Foi “coisa de branco” a segregação de crianças estudantes brancas e negras em escolas e ônibus públicos; foi “coisa de branco” lotear o continente africano provocando guerras civis propositadas em tribos rivais coabitando o mesmo território; foi “coisa de branco” tratar as riquezas do Oriente Médio, especialmente o petróleo do Golfo Pérsico, como suas; foi “coisa de branco” orientar atrizes negras a voltar para a senzala; foi “coisa de branco” sugerir suicídio a Martin Luther King; foi “coisa de branco” jogar bananas para jogadores de futebol chamando-os de macacos.

Enfim, foi “coisa de branco” manter o negro e pobre Rafael Braga preso por “porte de pinho-sol”, configurando o único caso de preso político da história recente do Brasil.

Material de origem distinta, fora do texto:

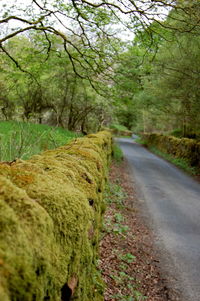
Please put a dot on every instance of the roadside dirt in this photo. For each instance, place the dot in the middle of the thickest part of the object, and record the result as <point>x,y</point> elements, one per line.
<point>128,262</point>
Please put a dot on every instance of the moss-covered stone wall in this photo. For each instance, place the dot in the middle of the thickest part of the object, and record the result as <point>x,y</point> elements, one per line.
<point>188,149</point>
<point>51,209</point>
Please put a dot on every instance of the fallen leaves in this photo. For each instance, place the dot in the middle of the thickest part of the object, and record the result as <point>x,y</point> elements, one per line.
<point>128,262</point>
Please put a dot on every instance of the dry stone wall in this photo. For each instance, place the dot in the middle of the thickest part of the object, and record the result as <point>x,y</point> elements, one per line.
<point>51,210</point>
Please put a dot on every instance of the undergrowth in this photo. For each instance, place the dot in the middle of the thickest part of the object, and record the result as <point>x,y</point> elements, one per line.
<point>22,140</point>
<point>117,153</point>
<point>179,162</point>
<point>127,287</point>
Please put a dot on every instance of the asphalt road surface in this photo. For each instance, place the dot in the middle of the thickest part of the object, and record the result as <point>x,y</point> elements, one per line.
<point>171,203</point>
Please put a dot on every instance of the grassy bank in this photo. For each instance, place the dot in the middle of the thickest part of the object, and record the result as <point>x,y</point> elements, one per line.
<point>22,140</point>
<point>179,162</point>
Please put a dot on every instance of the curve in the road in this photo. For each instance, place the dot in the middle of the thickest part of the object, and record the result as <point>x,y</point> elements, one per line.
<point>172,199</point>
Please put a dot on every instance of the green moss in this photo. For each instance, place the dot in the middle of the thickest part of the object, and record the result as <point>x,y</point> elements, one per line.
<point>50,215</point>
<point>183,148</point>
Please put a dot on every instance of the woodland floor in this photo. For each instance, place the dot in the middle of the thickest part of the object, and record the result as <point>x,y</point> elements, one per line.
<point>128,261</point>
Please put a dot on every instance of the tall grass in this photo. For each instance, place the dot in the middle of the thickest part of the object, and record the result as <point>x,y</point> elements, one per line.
<point>22,140</point>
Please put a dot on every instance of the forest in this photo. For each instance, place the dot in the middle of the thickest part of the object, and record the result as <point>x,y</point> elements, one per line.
<point>74,64</point>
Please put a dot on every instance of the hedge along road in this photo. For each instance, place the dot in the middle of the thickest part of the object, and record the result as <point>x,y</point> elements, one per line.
<point>171,204</point>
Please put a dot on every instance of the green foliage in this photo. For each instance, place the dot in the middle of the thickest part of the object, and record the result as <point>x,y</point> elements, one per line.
<point>129,258</point>
<point>180,162</point>
<point>22,140</point>
<point>115,194</point>
<point>49,230</point>
<point>117,153</point>
<point>183,152</point>
<point>118,127</point>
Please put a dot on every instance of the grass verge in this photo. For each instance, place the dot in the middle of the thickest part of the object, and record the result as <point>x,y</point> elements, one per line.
<point>179,162</point>
<point>22,140</point>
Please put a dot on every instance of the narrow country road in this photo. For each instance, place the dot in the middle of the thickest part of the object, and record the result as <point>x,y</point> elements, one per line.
<point>171,202</point>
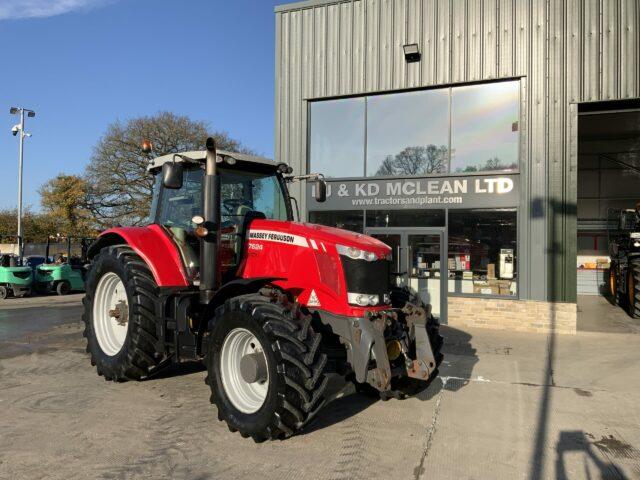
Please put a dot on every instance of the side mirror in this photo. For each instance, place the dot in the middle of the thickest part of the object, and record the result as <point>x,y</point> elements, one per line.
<point>321,191</point>
<point>172,175</point>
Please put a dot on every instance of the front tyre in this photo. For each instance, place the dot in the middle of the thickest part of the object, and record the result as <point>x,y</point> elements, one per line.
<point>264,366</point>
<point>119,315</point>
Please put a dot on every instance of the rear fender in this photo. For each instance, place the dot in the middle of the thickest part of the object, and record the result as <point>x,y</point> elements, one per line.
<point>154,246</point>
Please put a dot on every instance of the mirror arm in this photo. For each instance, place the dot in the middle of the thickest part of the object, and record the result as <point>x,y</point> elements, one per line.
<point>310,176</point>
<point>295,200</point>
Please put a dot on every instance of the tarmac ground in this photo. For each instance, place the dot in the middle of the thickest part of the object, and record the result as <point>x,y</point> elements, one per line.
<point>506,405</point>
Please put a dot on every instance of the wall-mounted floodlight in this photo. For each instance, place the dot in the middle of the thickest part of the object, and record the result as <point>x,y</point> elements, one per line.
<point>411,53</point>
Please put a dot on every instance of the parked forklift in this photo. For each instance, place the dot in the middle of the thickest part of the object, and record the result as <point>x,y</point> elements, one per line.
<point>273,307</point>
<point>62,274</point>
<point>624,250</point>
<point>15,279</point>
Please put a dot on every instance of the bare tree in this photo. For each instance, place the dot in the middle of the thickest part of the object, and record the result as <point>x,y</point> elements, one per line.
<point>120,189</point>
<point>421,160</point>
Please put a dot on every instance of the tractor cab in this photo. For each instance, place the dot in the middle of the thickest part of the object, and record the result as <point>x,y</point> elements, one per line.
<point>250,188</point>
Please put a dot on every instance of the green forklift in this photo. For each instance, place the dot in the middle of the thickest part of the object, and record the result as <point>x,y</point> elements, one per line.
<point>62,273</point>
<point>15,279</point>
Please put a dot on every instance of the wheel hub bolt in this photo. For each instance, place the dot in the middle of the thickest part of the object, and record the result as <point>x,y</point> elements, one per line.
<point>253,367</point>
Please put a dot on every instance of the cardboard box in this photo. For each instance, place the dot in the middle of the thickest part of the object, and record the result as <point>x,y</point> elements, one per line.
<point>491,271</point>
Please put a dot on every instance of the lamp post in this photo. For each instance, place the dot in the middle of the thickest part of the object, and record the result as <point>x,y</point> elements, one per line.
<point>19,129</point>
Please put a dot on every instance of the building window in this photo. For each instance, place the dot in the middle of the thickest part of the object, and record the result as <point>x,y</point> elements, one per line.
<point>482,252</point>
<point>484,127</point>
<point>347,220</point>
<point>405,218</point>
<point>466,129</point>
<point>408,133</point>
<point>337,137</point>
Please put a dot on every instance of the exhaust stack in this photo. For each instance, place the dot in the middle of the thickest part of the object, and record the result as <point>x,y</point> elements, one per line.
<point>210,243</point>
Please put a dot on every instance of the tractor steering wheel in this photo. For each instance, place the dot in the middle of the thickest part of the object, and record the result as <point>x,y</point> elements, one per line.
<point>231,205</point>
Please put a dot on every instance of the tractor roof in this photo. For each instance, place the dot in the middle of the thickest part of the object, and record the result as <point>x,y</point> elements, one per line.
<point>200,156</point>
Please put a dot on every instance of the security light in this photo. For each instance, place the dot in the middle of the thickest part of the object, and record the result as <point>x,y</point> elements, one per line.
<point>411,53</point>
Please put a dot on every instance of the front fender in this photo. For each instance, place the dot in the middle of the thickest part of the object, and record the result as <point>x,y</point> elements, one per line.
<point>154,246</point>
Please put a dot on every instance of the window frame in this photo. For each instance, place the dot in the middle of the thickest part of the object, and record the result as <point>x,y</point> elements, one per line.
<point>521,129</point>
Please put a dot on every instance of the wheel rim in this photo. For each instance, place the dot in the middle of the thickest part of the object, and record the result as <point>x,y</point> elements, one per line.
<point>246,397</point>
<point>110,314</point>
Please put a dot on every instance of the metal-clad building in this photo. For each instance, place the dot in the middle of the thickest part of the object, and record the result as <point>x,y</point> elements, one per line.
<point>562,54</point>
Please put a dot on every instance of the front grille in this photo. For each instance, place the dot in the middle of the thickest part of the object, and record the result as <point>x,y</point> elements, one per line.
<point>371,278</point>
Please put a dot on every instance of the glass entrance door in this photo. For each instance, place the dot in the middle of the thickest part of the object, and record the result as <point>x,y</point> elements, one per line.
<point>419,261</point>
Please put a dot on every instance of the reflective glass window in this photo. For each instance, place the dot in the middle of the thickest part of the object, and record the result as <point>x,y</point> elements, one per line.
<point>408,133</point>
<point>347,220</point>
<point>337,137</point>
<point>484,127</point>
<point>483,252</point>
<point>405,218</point>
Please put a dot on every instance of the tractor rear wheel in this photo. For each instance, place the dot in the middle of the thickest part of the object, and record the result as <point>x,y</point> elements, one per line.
<point>633,288</point>
<point>613,282</point>
<point>264,366</point>
<point>119,316</point>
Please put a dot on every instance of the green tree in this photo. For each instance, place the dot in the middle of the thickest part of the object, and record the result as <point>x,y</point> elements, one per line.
<point>64,197</point>
<point>36,226</point>
<point>120,188</point>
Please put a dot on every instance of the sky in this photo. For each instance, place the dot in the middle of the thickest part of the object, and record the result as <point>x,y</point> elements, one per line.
<point>82,64</point>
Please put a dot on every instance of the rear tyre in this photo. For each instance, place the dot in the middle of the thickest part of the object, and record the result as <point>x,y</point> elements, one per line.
<point>264,366</point>
<point>613,283</point>
<point>633,288</point>
<point>63,288</point>
<point>119,316</point>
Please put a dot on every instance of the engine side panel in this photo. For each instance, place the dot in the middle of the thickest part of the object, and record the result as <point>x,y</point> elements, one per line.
<point>155,247</point>
<point>306,260</point>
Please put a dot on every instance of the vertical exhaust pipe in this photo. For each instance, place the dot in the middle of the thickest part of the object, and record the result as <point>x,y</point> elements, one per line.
<point>211,213</point>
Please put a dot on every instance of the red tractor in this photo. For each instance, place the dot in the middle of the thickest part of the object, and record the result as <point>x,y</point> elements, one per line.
<point>273,307</point>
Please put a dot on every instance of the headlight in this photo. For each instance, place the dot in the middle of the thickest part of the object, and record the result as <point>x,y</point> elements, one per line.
<point>363,299</point>
<point>356,254</point>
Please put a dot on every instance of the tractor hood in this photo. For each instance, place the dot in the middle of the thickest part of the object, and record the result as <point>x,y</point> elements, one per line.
<point>309,234</point>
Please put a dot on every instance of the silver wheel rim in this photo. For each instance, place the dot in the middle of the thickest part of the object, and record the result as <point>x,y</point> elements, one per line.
<point>246,397</point>
<point>110,314</point>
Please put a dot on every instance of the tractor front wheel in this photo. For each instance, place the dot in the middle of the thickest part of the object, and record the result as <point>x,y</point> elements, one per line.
<point>119,316</point>
<point>264,366</point>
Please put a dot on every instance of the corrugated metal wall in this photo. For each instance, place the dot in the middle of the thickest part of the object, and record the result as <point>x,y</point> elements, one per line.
<point>566,52</point>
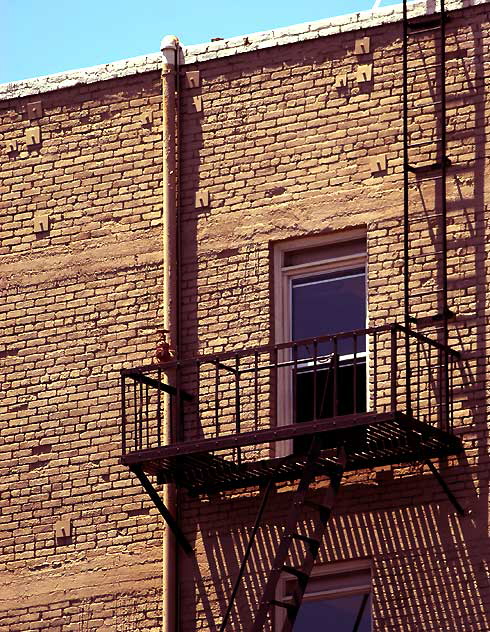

Por fim, faço uma ressalva a você, leitor branco. A generalização em desfavor dos brancos, neste texto, como se todos fosses protagonistas ou apoiadores dos fatos horríveis citados acima foi propositada. A ideia era lhe causar a experiência de ser taxado pelo simples fato de ser branco. Agora, caro leitor, caso tenha se incomodado com essa experiência, talvez comece a compreender os efeitos dos fenômenos sociais da discriminação e do racismo, mas, certamente, jamais será capaz de mensurar os seus efeitos socioeconômicos, porque, aos olhos da mídia e de todo o aparato opressor existente no convívio cotidiano, na estrutura do Estado, na Polícia, no Judiciário, no modelo econômico, nas Penitenciárias, nas Universidades, dentre outros ambientes, você, simplesmente, deu sorte…

A raça humana é uma só, apesar das concepções vocacionadas e destrutivas de determinados Governos, religiões, seitas, grupos terroristas, segmentos econômicos e canais de mídia.